Name Mangling & Linking — Hands-On Tasks¶
Topic: Name Mangling & Linking
Introduction¶
You do not understand name mangling and linking until you have seen the symbols with your own eyes — folded, hidden, duplicated, versioned, demangled. This page is a lab. Every task is something you run in a terminal with gcc/g++/clang, nm, c++filt, objdump, readelf, and (where you have it) rustc/rustfilt. The goal is to build muscle memory for the everyday moves: decode a mangled name by eye, reproduce an undefined reference and fix it with extern "C", watch the linker fold weak symbols, control visibility, and provoke the silent ODR violation that no error message will warn you about.

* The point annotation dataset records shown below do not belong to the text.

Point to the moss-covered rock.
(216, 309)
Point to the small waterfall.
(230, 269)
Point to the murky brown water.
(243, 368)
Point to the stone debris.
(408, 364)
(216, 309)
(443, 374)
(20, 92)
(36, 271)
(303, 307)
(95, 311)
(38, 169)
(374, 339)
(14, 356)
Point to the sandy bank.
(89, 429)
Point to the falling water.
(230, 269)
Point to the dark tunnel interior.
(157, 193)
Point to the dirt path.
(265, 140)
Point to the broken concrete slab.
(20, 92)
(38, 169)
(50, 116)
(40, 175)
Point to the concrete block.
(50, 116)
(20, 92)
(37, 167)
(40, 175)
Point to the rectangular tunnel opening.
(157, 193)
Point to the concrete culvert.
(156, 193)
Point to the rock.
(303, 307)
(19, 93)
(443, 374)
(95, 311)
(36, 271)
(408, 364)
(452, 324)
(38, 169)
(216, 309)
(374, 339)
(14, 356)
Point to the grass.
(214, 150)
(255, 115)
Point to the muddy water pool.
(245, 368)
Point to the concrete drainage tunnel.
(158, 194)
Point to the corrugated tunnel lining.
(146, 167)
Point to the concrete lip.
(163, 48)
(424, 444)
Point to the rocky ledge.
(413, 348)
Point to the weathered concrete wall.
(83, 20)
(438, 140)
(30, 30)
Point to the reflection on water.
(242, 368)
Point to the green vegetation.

Work top to bottom. Warm-Up gets you fluent with the inspection tools. Core makes you reproduce and fix the two errors that dominate real linking, plus visibility control. Advanced takes you into folding, ODR, and symbol versioning. The Capstone ties it together by building and locking down a real cross-language shared library. Each task has a Self-check (how to know you succeeded), most have a Hint, and the harder ones have a Sparse solution — a sketch, not a copy-paste answer. Type the commands; reading them is not the same as running them.
A note on platform: the examples assume Linux/ELF with GNU binutils, the most instructive environment. macOS (Mach-O) and Windows (PE/MSVC) differ in tool names (undname, dumpbin, otool) but the concepts transfer; where a task is ELF-specific it says so.
Warm-Up¶
Task W1 — Demangle by eye, then check with the tool¶
Without running anything, work out what these Itanium symbols mean, then verify:
Self-check: Run echo '<symbol>' | c++filt for each and compare to your guess. You should get foo(int), bar(char const*), foo::bar(int), app::Engine::Engine(), and add(int, double, void*).

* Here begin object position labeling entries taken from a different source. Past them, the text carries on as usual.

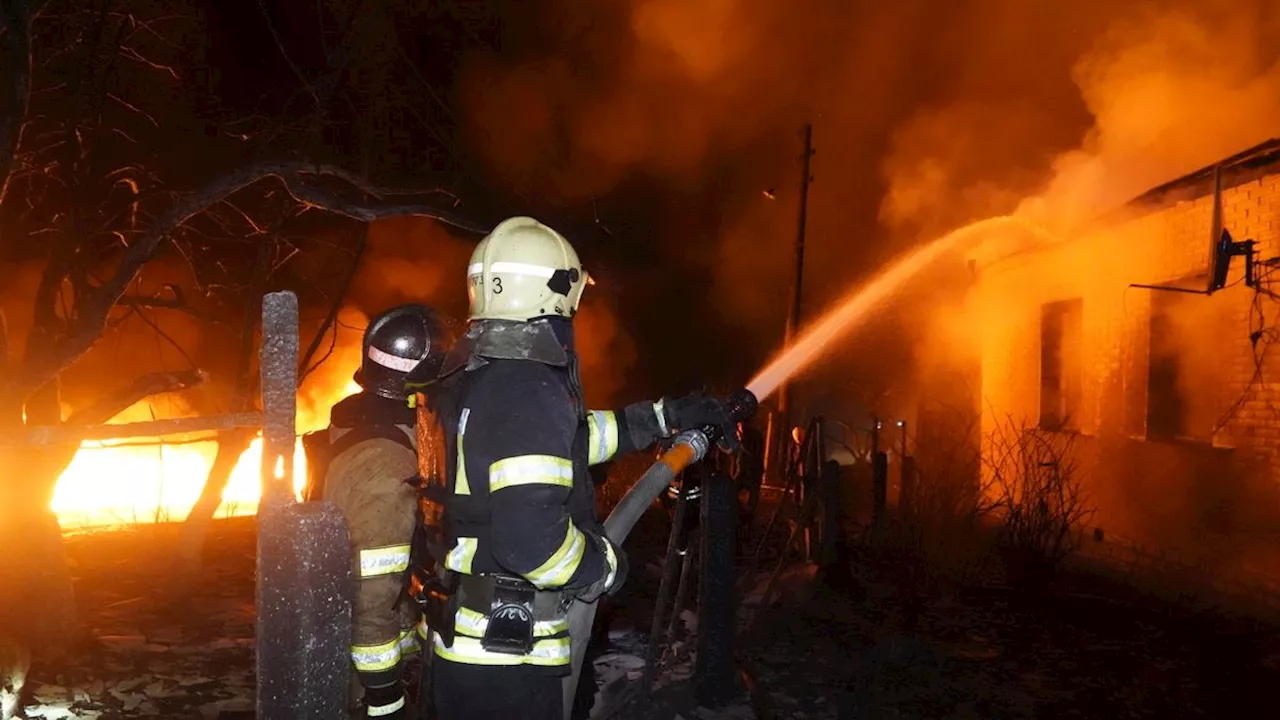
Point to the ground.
(1087, 650)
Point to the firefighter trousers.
(496, 692)
(380, 511)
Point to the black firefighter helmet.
(402, 338)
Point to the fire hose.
(689, 447)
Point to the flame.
(144, 481)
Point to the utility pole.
(798, 282)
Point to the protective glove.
(616, 574)
(696, 410)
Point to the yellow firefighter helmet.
(522, 270)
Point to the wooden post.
(304, 554)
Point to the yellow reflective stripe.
(602, 431)
(375, 657)
(380, 710)
(383, 560)
(612, 559)
(530, 469)
(461, 486)
(408, 642)
(462, 555)
(471, 623)
(562, 564)
(551, 651)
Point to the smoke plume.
(926, 117)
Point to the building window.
(1180, 372)
(1061, 364)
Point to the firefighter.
(369, 465)
(521, 529)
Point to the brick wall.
(1197, 500)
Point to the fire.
(145, 481)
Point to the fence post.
(304, 565)
(714, 678)
(880, 484)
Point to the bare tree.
(91, 204)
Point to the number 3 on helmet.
(522, 270)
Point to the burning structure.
(1166, 388)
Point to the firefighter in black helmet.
(520, 520)
(369, 456)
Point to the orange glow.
(123, 482)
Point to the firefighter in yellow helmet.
(520, 520)
(364, 463)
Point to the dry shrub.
(938, 537)
(1033, 478)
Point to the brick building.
(1170, 393)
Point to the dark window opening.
(1180, 401)
(1061, 364)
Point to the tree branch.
(141, 388)
(45, 360)
(305, 367)
(16, 19)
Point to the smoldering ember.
(918, 356)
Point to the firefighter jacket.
(366, 479)
(520, 499)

Hint: _Z opens; a number is the length of the following name; N...E wraps a scoped name; single-letter type codes — i=int, d=double, c=char, P=pointer-to, K=const, v=void; C1 is a constructor.

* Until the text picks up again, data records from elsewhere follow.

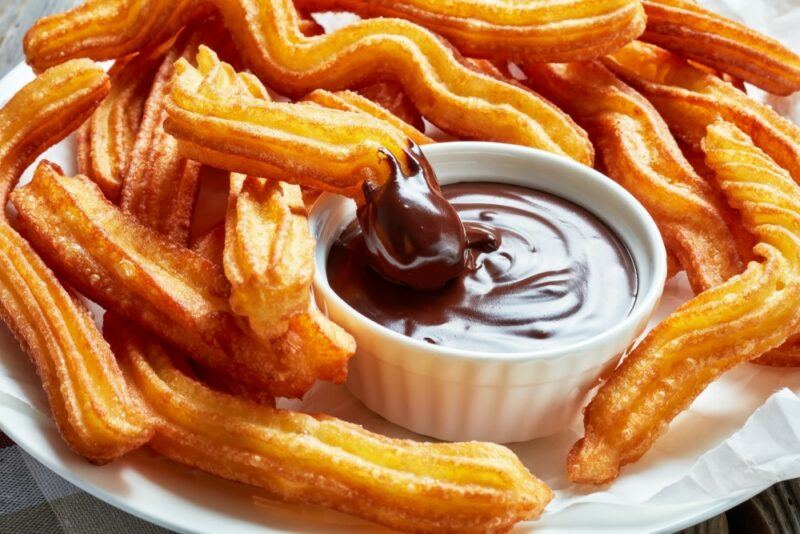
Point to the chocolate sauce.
(412, 235)
(540, 272)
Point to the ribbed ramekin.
(460, 395)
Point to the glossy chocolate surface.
(412, 235)
(540, 272)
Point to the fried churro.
(702, 35)
(269, 38)
(690, 99)
(350, 101)
(321, 460)
(134, 272)
(306, 144)
(542, 31)
(268, 255)
(108, 29)
(391, 97)
(160, 185)
(639, 152)
(106, 141)
(89, 399)
(733, 323)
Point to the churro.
(268, 255)
(134, 272)
(321, 460)
(160, 185)
(350, 101)
(391, 97)
(735, 322)
(690, 99)
(541, 31)
(639, 152)
(105, 141)
(697, 33)
(90, 402)
(269, 38)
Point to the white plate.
(186, 500)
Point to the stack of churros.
(208, 334)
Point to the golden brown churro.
(350, 101)
(690, 99)
(419, 487)
(268, 255)
(106, 141)
(108, 29)
(717, 330)
(269, 38)
(391, 97)
(697, 33)
(302, 143)
(639, 152)
(541, 31)
(88, 397)
(160, 185)
(139, 274)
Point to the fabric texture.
(34, 500)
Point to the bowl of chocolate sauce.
(488, 287)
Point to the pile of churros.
(202, 333)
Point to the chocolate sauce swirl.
(539, 272)
(412, 235)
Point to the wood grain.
(774, 511)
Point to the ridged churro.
(136, 273)
(717, 330)
(268, 255)
(639, 152)
(690, 99)
(269, 38)
(350, 101)
(108, 29)
(697, 33)
(301, 143)
(106, 141)
(160, 185)
(90, 402)
(541, 31)
(320, 460)
(391, 97)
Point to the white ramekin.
(461, 395)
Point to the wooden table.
(775, 511)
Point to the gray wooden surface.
(775, 511)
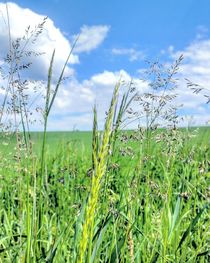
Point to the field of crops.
(113, 194)
(151, 207)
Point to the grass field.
(152, 205)
(106, 196)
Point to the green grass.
(151, 206)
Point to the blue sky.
(125, 33)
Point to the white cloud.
(50, 38)
(91, 37)
(131, 53)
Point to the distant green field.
(152, 204)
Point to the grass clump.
(115, 195)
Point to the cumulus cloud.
(91, 37)
(131, 53)
(51, 37)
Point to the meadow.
(110, 195)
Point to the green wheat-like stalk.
(99, 161)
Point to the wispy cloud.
(91, 37)
(131, 53)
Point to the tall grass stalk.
(100, 161)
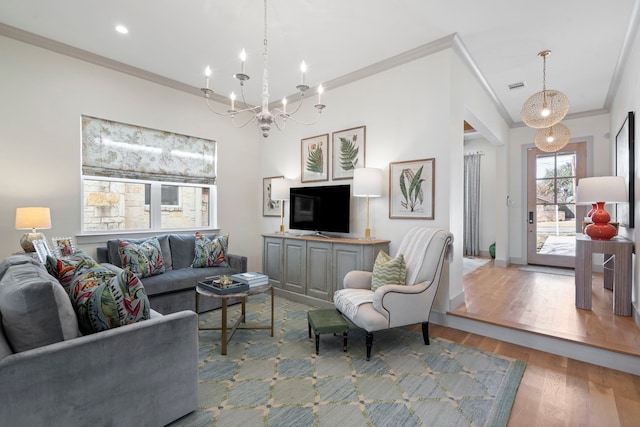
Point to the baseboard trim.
(548, 344)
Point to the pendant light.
(546, 108)
(553, 138)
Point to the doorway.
(553, 219)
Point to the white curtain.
(472, 204)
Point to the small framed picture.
(314, 153)
(42, 249)
(63, 246)
(412, 189)
(348, 151)
(270, 207)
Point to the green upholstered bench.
(327, 322)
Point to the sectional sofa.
(139, 374)
(173, 290)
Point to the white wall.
(594, 130)
(414, 111)
(628, 99)
(44, 95)
(487, 189)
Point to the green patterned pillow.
(144, 259)
(103, 299)
(388, 271)
(210, 252)
(65, 268)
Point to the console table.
(617, 271)
(310, 269)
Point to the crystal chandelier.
(261, 114)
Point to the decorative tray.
(214, 285)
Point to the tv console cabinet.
(309, 269)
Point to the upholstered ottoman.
(327, 322)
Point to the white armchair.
(389, 306)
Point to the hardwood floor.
(555, 390)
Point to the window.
(143, 179)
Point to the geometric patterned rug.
(280, 381)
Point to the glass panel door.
(552, 217)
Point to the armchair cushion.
(388, 271)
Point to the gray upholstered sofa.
(173, 290)
(142, 374)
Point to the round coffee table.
(226, 335)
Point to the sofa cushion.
(210, 252)
(183, 248)
(114, 254)
(36, 310)
(388, 271)
(103, 299)
(5, 348)
(144, 259)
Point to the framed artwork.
(625, 167)
(63, 246)
(315, 158)
(42, 249)
(412, 189)
(348, 151)
(269, 207)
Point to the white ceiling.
(176, 39)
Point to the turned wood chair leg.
(425, 332)
(369, 344)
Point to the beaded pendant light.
(545, 108)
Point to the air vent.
(518, 85)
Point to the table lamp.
(32, 218)
(598, 191)
(367, 182)
(280, 191)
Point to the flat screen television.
(320, 208)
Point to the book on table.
(251, 278)
(215, 286)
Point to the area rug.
(549, 270)
(280, 381)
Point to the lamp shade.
(31, 218)
(280, 188)
(367, 182)
(608, 189)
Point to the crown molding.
(451, 41)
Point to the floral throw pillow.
(210, 252)
(388, 271)
(144, 259)
(64, 269)
(105, 300)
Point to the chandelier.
(260, 114)
(544, 110)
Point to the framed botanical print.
(348, 151)
(625, 167)
(412, 189)
(42, 249)
(63, 246)
(315, 158)
(270, 207)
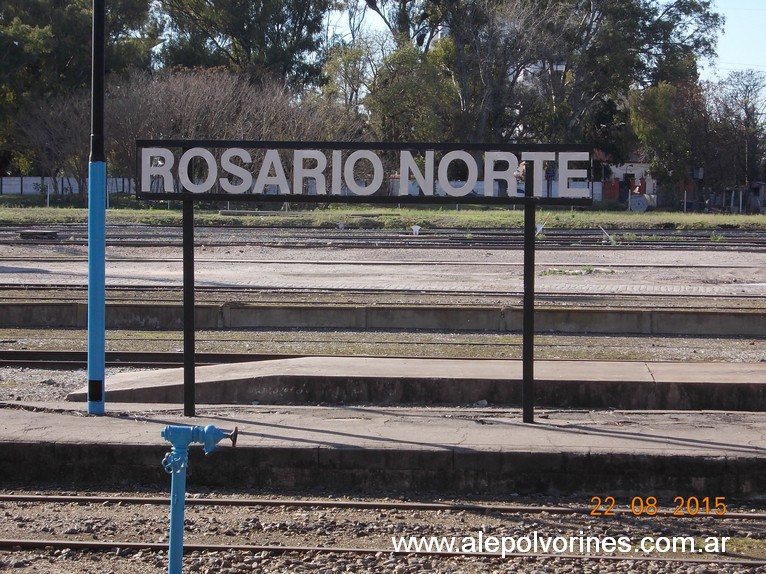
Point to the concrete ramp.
(412, 381)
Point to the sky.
(741, 44)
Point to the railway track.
(265, 529)
(42, 359)
(300, 237)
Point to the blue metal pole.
(177, 508)
(97, 221)
(175, 463)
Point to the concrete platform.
(389, 450)
(437, 449)
(390, 381)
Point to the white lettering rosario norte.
(233, 170)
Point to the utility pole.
(97, 220)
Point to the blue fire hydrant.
(175, 463)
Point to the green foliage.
(261, 39)
(412, 99)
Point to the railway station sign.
(348, 172)
(355, 172)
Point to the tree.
(672, 125)
(264, 39)
(608, 48)
(739, 104)
(412, 99)
(45, 53)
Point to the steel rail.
(351, 505)
(76, 359)
(103, 546)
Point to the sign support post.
(528, 318)
(188, 296)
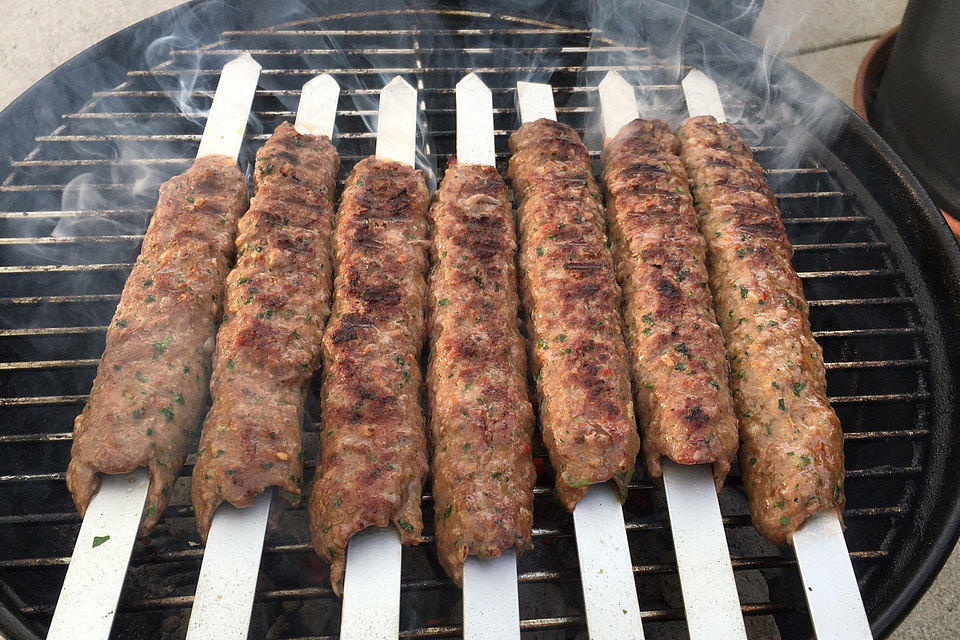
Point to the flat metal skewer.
(491, 601)
(371, 583)
(91, 588)
(830, 585)
(709, 589)
(606, 570)
(223, 602)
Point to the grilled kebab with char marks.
(481, 418)
(151, 385)
(572, 299)
(791, 452)
(373, 455)
(680, 373)
(277, 302)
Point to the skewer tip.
(317, 110)
(472, 82)
(244, 60)
(703, 97)
(398, 86)
(535, 101)
(397, 122)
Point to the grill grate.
(73, 211)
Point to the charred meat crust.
(373, 442)
(572, 299)
(791, 453)
(277, 302)
(481, 418)
(151, 386)
(680, 372)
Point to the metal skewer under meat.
(677, 355)
(572, 299)
(480, 414)
(373, 443)
(277, 302)
(791, 452)
(151, 385)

Task W2 — Produce the symbols yourself¶
Write add.cpp with int add(int a, int b) { return a + b; } and an overload double add(double a, double b). Compile to an object and list its symbols.
Self-check: You see two distinct symbols (_Z3addii and _Z3adddd) for the two overloads, demangling to add(int, int) and add(double, double). This is overloading working because the names differ.
Task W3 — See what extern "C" removes¶
Add extern "C" int add_c(int, int) { return 0; } to the file. Recompile and look at its symbol.
Self-check: add_c appears as the plain symbol add_c, not _Z5add_cii. extern "C" turned off mangling for that one function. Note you cannot give two extern "C" overloads — try it and observe the compile error.
Task W4 — Demangle a full nm dump and a disassembly¶
Pick any C++ object or shared library on your system and run:
Self-check: Function names in both the symbol list and the disassembly appear in readable source form. Now run the same without -C and confirm the names are mangled. You've found the two flags (nm -C, objdump -C) that demangle inline.
Core¶
Task C1 — Reproduce undefined reference from a missing extern "C"¶
Create a C file and a C++ file:
Self-check: You get undefined reference to 'compute(int)'. The C file defined the symbol compute; main.cpp referenced _Z7computei. They don't match.
Fix it: Change the declaration in main.cpp to extern "C" int compute(int);, recompile, link. Now it succeeds.
Hint: Confirm the mismatch directly: nm impl.o | grep compute shows plain compute; nm main.o | grep compute shows U _Z7computei (undefined). After the fix, main.o shows U compute.
Task C2 — Reproduce multiple definition¶
// a.cpp
#include "shared.h"
int use_a() { return counter; }
// b.cpp
#include "shared.h"
int use_b() { return counter; }
Add a trivial main and link a.o + b.o.
Self-check: You get multiple definition of 'counter'. Two TUs each emitted a strong definition.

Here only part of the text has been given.